There is honestly, however, nothing that takes the place of actual hands-on game play to really work things though. In playing things solo, you can work out many kinks prior to you bombard your friends and relatives with the inevitable call of “Hey, I got this new game I want you to try out…”; very rarely (exception: “The Dig”) do Jay and I get anyone else to play our games without at least one of us (or both) spending a ton of time playing though many many turns of a game to see if it’ll stick. So solo playtesting is a great step to ensure that what you unleash on an unsuspecting gaming public is at least worth their time and effort to come to games night!

– Sen-Foong Lim

Step 3: Be Versatile

Continuing with our acronym, let’s delve into the second letter. Another aspect I attribute my success to is having Versatility.

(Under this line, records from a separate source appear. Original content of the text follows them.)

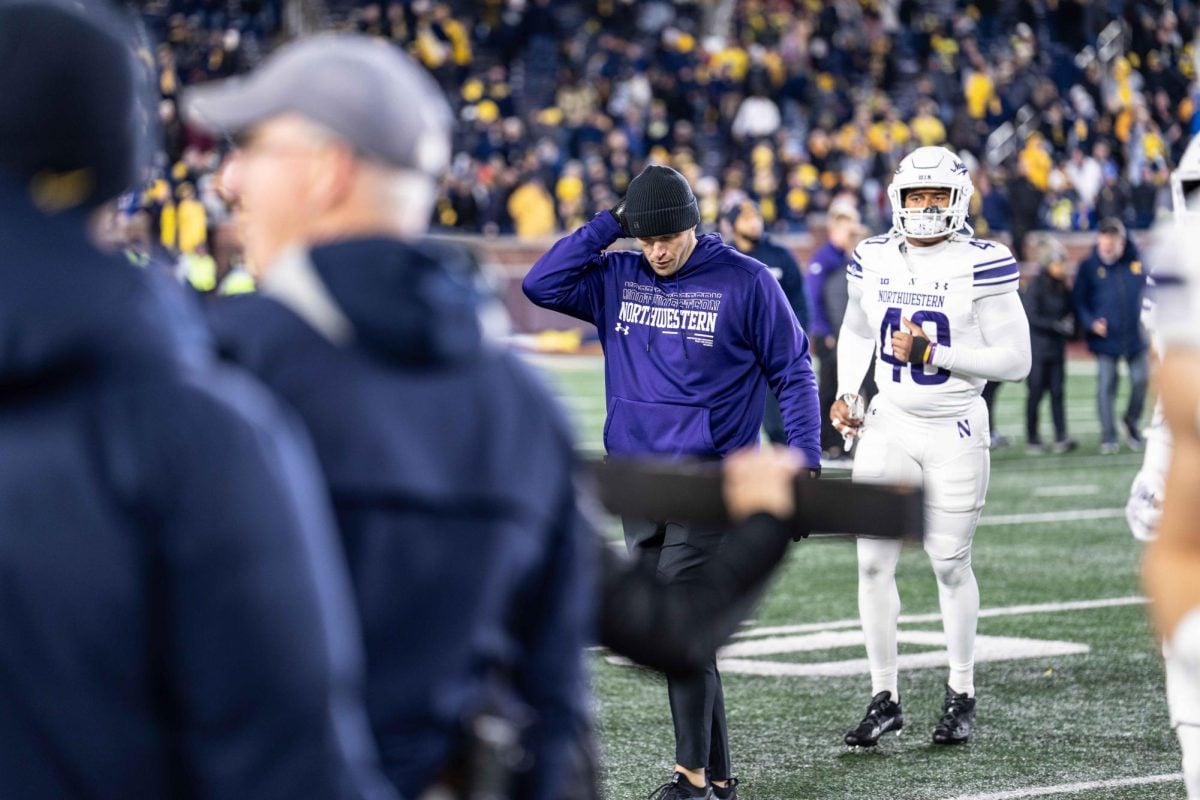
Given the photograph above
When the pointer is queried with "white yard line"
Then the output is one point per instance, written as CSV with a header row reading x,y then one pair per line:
x,y
1073,515
1065,491
1073,788
912,619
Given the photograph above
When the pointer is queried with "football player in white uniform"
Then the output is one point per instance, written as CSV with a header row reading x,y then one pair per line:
x,y
1173,566
940,311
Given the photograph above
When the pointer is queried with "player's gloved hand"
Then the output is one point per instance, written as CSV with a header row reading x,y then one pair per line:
x,y
846,415
618,212
911,344
1145,506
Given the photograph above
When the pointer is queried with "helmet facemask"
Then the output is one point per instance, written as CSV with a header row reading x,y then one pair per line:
x,y
931,168
933,221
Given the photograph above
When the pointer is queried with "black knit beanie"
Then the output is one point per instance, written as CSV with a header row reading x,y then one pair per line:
x,y
658,203
70,100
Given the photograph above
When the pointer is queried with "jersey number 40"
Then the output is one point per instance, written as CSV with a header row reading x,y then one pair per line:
x,y
892,323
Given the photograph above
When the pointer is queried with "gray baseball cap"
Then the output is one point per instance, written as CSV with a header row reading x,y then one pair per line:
x,y
365,90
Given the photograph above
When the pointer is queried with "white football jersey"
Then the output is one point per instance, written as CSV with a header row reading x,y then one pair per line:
x,y
935,288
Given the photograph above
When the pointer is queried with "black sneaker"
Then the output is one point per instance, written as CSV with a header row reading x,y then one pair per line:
x,y
681,788
882,715
958,716
729,793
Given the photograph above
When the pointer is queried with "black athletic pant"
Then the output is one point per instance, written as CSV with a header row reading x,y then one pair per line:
x,y
1045,374
697,703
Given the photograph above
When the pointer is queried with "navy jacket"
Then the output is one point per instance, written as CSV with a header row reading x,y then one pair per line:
x,y
1113,293
1051,317
174,621
828,290
688,359
451,475
784,268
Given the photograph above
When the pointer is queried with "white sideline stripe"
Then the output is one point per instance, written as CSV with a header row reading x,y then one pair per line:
x,y
1065,491
988,648
1051,516
913,619
1073,788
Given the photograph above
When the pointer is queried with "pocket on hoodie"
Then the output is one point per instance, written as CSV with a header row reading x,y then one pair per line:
x,y
658,428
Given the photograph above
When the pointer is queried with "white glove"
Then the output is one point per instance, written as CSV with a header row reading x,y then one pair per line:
x,y
1145,506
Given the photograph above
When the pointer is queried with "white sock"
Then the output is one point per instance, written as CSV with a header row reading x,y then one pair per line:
x,y
879,607
960,614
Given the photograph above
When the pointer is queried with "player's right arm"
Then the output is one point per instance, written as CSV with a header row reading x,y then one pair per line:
x,y
1005,354
856,346
569,277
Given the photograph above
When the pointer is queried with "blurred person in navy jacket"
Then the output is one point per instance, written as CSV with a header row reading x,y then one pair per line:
x,y
747,234
175,621
1109,287
1051,325
449,467
828,296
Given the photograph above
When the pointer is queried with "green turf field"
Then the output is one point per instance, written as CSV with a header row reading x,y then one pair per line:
x,y
1069,683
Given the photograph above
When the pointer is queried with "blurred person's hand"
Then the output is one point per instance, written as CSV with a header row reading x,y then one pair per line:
x,y
618,212
759,481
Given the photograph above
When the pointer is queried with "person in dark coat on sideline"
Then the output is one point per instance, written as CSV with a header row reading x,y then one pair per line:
x,y
449,468
175,621
747,234
828,296
1108,293
1051,325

I like almost all types of games – party games, strategy/Euro games, word games, family games, video games. There are a few types of games I’m not interested in like military simulation or miniature wargaming or collectible card games (though I was a huge Magic geek back in the day).
When Sen and I decided to make our own games, we didn’t really talk about this, but neither of us cared what kind of games we made – as long as they were good ones. Some of our ideas would be kid’s games and some would be serious “Gamer” games. Our goal was to get a game published – any game, so we made a ton of different games, in a ton of different genres.
Being Versatile also went a long ways to keeping us motivated as I mentioned in my previous post. But there are even more benefits to being versatile.
We had one game called Bertolt Lost his Marbles and was a kid’s game that had four animal characters running around a board picking up marbles and trying to avoid a troll. The game wasn’t working for us because it was just too many things going on for a kid’s game.
This lead us to think that we should move this game into a more gamery game. Of course the theme didn’t make any sense any more so we changed it up. We changed the four animal characters into four wizard apprentices and the marbles were turned into Dragon eggs. The Troll was obviously turned into the Dragon and we now had ourselves a more gamery game called Night of the Dragon! We shopped it around (more on this in future posts), but it has yet to get picked up.
Years later I was working on a game design competition (the benefits of these will also be in a future post) for ToyVault’s release of the Piecepack game with another partner. Piecepack, if you’re not in the know, is a specific set of components that can be used to make any number of your own games. Since every game uses the same components, the games are often more abstract and less themey.
We were stuck on a design for this competition and eventually I thought of Night of the Dragon. We borrowed the movement mechanic from that game and fit it into this Piecepack game. It worked perfectly and this game, called Cream of the Crop, won the competition and is coming out in the latter half of 2010.
By being Versatile we were able to leverage our ideas and use them in other genres and styles of games. Think about your game ideas currently. If you’re stuck on one of your ideas, maybe it’s in the wrong genre and you should try seeing if the mechanics would be better suited elsewhere.